Dissolved oxygen is also produced as a waste product of photosynthesis from phytoplankton, algae, seaweed and other aquatic plants
Dissolved oxygen can enter the water as a byproduct of photosynthesis.
While most photosynthesis takes place at the surface (by shallow water plants and algae), a large portion of the process takes place underwater (by seaweed, sub-surface algae and phytoplankton). Light can penetrate water, though the depth that it can reach varies due to dissolved solids and other light-scattering elements present in the water. Depth also affects the wavelengths available to plants, with red being absorbed quickly and blue light being visible past 100 m. In clear water, there is no longer enough light for photosynthesis to occur beyond 200 m, and aquatic plants no longer grow. In turbid water, this photic (light-penetrating) zone is often much shallower.
Regardless of wavelengths available, the cycle doesn’t change. In addition to the needed light, CO2 is readily absorbed by water (it’s about 200 times more soluble than oxygen) and the oxygen produced as a byproduct remains dissolved in water. The basic reaction of aquatic photosynthesis remains:
CO2 + H2O → (CH2O) + O2
As aquatic photosynthesis is light-dependent, the dissolved oxygen produced will peak during daylight hours and decline at night.
Not all water depths reach 100% air saturation
In a stable body of water with no stratification, dissolved oxygen will remain at 100% air saturation. 100% air saturation means that the water is holding as many dissolved gas molecules as it can in equilibrium. At equilibrium, the percentage of each gas in the water would be equivalent to the percentage of that gas in the atmosphere – i.e. its partial pressure. The water will slowly absorb oxygen and other gasses from the atmosphere until it reaches equilibrium at complete saturation. This process is sped up by wind-driven waves and other sources of aeration .
In deeper waters, DO can remain below 100% due to the respiration of aquatic organisms and microbial decomposition. These deeper levels of water often do not reach 100% air saturation equilibrium because they are not shallow enough to be affected by the waves and photosynthesis at the surface . This water is below an invisible boundary called the thermocline (the depth at which water temperature begins to decline).
Dissolved oxygen concentrations decrease as temperature increases
Two bodies of water that are both 100% air-saturated do not necessarily have the same concentration of dissolved oxygen. The actual amount of dissolved oxygen will vary depending on temperature, pressure and salinity.
The solubility of oxygen decreases as temperature increases.
Dissolved oxygen decreases exponentially as salt levels increases. That is why, at the same pressure and temperature, saltwater holds about 20% less dissolved oxygen than freshwater .

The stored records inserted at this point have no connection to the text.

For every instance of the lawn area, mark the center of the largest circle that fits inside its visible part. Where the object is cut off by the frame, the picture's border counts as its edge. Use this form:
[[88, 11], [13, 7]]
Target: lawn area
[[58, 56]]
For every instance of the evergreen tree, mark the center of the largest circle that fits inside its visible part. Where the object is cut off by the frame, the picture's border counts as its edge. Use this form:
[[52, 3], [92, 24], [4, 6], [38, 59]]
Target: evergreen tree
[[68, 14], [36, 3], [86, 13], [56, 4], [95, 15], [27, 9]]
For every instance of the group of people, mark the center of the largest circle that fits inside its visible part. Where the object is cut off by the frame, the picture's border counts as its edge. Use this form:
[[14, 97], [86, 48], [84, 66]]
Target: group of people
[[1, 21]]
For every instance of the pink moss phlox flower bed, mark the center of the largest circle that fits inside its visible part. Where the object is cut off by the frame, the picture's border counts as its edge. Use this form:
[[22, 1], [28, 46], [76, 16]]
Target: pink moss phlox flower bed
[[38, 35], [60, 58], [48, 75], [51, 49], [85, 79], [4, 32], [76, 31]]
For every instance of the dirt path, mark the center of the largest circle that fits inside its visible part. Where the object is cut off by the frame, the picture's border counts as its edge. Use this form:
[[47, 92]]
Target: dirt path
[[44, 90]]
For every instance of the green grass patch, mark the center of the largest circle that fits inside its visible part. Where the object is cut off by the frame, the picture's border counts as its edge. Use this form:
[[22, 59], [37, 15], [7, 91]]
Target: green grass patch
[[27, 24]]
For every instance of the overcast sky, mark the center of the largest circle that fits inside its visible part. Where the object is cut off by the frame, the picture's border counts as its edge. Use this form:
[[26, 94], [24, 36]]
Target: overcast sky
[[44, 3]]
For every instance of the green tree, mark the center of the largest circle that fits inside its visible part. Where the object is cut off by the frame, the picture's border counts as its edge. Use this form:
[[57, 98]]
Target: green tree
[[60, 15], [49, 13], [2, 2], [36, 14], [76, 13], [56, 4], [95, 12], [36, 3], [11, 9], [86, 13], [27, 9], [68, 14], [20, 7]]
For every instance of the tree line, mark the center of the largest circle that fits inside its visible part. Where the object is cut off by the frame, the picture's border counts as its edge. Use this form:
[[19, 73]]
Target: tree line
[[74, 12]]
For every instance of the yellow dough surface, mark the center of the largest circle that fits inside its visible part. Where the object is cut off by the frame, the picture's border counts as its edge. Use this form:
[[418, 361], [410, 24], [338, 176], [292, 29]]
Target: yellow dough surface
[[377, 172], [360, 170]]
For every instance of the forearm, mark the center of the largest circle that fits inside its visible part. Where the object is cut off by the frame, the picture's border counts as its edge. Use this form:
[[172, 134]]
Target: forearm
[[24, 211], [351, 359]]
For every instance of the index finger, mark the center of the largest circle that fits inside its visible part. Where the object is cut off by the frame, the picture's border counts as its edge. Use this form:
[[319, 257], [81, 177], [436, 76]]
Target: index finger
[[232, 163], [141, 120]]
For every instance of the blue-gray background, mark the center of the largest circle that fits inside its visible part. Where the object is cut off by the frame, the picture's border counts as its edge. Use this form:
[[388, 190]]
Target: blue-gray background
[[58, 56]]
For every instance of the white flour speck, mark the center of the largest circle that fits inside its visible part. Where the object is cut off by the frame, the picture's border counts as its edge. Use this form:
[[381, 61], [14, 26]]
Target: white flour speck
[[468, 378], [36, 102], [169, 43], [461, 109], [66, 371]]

Dissolved oxygen will increase as pressure increases. Water at lower altitudes can hold more dissolved oxygen than water at higher altitudes.
In summary, colder, deeper fresh waters have the capability to hold higher concentrations of dissolved oxygen, but due to microbial decomposition, lack of atmospheric contact for diffusion and the absence of photosynthesis, actual DO levels are often far below 100% saturation ¹⁰. Warm, shallow saltwater reaches 100% air saturation at a lower concentration, but can often achieve levels over 100% due to photosynthesis and aeration. Shallow waters also remain closer to 100% saturation due to atmospheric contact and constant diffusion ¹⁰.
If there is a significant occurrence of photosynthesis or a rapid temperature change, the water can achieve DO levels over 100% air saturation. At these levels, the dissolved oxygen will dissipate into the surrounding water and air until it levels out at 100%.